Dukungan dari tingkat kota dan provinsi diharapkan bisa meliputi pembangunan fasilitas umum seperti mushola, gazebo, dan penambahan unit permainan air, yang dapat meningkatkan kenyamanan pengunjung.
Salah satu keunggulan Pantai Muara Oba adalah suasana alami yang ditawarkan, dengan pepohonan rindang yang menyejukkan pengunjung di siang hari dan pemandangan yang semakin indah di malam hari berkat penerangan dari lampu-lampu yang dipasang di sepanjang pantai.

Selain itu, pantai ini juga memberikan kebebasan bagi pengunjung untuk membawa makanan dan perbekalan sendiri, serta menyediakan tempat untuk membakar ikan atau yang lainnya.
Menurut Yasin, kebebasan ini menjadi salah satu alasan mengapa banyak keluarga memilih untuk berkunjung ke Pantai Muara Oba.
“Banyak pengunjung yang datang bersama keluarga dan memanfaatkan tempat yang kami sediakan untuk membakar ikan dan jagung.
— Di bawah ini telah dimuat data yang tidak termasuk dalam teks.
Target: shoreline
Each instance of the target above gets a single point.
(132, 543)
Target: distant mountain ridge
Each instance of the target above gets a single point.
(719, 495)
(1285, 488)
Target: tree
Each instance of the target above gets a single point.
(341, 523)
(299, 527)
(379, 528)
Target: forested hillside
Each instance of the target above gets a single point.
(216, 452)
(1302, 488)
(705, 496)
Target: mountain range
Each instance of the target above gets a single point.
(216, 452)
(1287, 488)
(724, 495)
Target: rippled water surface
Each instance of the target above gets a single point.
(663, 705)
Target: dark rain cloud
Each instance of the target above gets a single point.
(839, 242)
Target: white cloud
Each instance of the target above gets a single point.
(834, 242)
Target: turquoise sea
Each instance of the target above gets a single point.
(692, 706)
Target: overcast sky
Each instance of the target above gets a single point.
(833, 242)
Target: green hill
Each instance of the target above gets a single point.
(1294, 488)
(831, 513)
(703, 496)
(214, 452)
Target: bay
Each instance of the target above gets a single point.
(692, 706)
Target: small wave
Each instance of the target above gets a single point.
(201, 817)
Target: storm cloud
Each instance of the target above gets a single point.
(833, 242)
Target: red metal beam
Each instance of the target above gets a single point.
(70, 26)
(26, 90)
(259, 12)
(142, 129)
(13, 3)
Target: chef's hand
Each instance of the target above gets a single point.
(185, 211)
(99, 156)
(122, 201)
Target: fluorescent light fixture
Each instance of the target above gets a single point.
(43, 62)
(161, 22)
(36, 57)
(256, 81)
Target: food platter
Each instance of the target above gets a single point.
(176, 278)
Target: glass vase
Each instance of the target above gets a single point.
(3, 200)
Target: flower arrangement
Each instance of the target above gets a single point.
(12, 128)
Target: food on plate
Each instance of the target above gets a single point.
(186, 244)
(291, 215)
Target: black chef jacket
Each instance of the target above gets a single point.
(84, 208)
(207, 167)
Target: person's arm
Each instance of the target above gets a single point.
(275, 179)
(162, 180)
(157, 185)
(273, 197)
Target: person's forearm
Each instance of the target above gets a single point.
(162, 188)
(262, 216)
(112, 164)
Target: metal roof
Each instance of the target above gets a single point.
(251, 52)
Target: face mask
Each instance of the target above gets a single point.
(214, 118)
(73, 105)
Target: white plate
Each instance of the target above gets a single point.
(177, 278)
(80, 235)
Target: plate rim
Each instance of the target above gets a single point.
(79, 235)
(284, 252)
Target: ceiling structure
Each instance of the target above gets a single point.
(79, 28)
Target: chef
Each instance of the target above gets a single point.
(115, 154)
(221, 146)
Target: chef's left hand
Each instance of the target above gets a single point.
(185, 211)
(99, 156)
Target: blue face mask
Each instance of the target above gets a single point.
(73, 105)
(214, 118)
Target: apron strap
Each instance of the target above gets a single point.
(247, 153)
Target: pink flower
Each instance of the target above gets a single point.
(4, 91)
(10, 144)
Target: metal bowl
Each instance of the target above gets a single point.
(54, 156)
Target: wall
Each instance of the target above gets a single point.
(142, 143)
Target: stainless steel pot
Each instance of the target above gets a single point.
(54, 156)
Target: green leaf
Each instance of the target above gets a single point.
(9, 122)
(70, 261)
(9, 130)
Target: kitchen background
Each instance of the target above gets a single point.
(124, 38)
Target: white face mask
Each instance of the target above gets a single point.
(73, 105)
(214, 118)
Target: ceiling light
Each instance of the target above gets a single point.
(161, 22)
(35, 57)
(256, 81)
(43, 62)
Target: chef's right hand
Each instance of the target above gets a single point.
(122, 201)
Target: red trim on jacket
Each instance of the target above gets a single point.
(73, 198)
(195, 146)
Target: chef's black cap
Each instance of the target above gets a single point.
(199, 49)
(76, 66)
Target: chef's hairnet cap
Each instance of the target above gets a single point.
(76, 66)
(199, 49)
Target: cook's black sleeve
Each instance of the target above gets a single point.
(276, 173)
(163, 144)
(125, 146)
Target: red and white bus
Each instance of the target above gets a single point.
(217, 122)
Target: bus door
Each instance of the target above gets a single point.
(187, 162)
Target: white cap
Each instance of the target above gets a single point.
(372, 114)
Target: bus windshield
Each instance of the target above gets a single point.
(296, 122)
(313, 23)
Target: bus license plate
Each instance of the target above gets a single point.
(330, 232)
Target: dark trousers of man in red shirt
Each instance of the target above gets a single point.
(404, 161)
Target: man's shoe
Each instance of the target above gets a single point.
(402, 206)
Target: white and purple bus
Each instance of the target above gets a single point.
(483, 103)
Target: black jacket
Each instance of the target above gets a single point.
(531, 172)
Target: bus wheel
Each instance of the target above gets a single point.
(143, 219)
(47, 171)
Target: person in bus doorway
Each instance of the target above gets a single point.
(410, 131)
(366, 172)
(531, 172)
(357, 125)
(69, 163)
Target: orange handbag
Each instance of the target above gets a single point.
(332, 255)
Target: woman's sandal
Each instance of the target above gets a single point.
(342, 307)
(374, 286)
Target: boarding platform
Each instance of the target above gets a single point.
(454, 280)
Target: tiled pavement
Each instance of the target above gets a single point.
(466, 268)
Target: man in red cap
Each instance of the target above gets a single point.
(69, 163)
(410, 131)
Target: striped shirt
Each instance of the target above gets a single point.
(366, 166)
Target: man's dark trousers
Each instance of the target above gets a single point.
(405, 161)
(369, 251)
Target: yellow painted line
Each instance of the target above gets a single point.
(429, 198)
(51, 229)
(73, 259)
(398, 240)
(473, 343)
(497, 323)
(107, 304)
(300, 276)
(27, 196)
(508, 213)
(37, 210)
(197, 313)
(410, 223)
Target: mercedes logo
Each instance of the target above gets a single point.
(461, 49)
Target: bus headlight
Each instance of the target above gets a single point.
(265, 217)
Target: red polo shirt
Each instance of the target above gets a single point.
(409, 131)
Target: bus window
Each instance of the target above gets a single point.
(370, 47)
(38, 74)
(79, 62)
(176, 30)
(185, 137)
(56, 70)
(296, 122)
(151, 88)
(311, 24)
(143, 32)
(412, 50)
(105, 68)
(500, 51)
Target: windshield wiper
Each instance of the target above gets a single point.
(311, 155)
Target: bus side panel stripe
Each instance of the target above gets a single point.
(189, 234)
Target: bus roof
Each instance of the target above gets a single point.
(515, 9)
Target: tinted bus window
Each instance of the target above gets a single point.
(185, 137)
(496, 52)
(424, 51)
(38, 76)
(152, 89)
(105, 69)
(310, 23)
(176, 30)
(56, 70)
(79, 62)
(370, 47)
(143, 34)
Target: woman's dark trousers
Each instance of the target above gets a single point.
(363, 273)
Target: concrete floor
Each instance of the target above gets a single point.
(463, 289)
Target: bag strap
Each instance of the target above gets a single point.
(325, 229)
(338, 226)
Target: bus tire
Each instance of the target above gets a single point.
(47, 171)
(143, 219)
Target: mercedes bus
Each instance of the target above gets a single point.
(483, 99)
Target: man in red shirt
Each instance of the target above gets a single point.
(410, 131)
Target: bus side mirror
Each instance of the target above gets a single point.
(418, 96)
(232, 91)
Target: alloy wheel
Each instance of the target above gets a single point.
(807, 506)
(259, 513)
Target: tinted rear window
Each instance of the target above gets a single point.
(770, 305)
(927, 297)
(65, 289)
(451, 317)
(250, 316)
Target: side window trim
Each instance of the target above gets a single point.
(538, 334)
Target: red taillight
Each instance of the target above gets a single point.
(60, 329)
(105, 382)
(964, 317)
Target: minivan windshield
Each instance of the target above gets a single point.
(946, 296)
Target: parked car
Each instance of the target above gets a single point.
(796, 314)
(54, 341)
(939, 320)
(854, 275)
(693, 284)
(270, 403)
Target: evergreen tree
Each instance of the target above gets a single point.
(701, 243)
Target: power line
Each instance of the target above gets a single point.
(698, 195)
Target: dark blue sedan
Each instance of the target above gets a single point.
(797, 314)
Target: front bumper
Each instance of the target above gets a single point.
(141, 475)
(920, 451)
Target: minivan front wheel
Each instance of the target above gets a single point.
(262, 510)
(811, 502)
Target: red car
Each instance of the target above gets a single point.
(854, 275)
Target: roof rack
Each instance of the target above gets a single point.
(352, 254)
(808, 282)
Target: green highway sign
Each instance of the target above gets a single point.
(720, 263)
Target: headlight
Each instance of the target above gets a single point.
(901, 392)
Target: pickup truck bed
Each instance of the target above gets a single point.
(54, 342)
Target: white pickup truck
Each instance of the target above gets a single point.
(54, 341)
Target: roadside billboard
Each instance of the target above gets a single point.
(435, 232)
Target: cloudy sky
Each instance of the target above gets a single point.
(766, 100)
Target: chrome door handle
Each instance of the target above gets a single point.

Ini membuat suasana lebih akrab dan santai,” tuturnya.
Yasin juga mengungkapkan bahwa pihak pengelola terbuka untuk menerima pemesanan acara dari berbagai pihak.
“Kami menerima pesanan untuk kegiatan dari komunitas, perusahaan, atau keluarga besar, serta instansi pemerintah yang ingin mengadakan acara di pantai ini. Fasilitas dan koordinasi akan kami siapkan sesuai kebutuhan mereka,” jelasnya.

Dengan segala daya tarik yang dimiliki, Pantai Muara Oba memiliki potensi besar untuk terus berkembang sebagai destinasi wisata unggulan di Maluku Utara.
Namun, untuk mencapai potensi tersebut, diperlukan kerjasama yang baik antara pengelola, pemerintah, dan masyarakat sekitar.
Keterbatasan fasilitas seperti permainan air dan infrastruktur pendukung harus segera diatasi agar pengunjung dapat menikmati pantai ini tanpa kendala.
Yasin menambahkan, “Kami berkomitmen untuk terus memperbaiki dan mengembangkan pantai ini, namun tentu saja dukungan dari berbagai pihak sangat kami harapkan agar Pantai Muara Oba bisa menjadi tempat wisata yang nyaman dan menyenangkan bagi semua pengunjung.”
Dengan perkembangan yang terus berjalan, Pantai Muara Oba semakin siap menjadi salah satu ikon wisata baru di Maluku Utara. Bagi para wisatawan yang mencari tempat untuk bersantai, bermain air, dan menikmati keindahan alam, Pantai Muara Oba adalah pilihan yang tepat.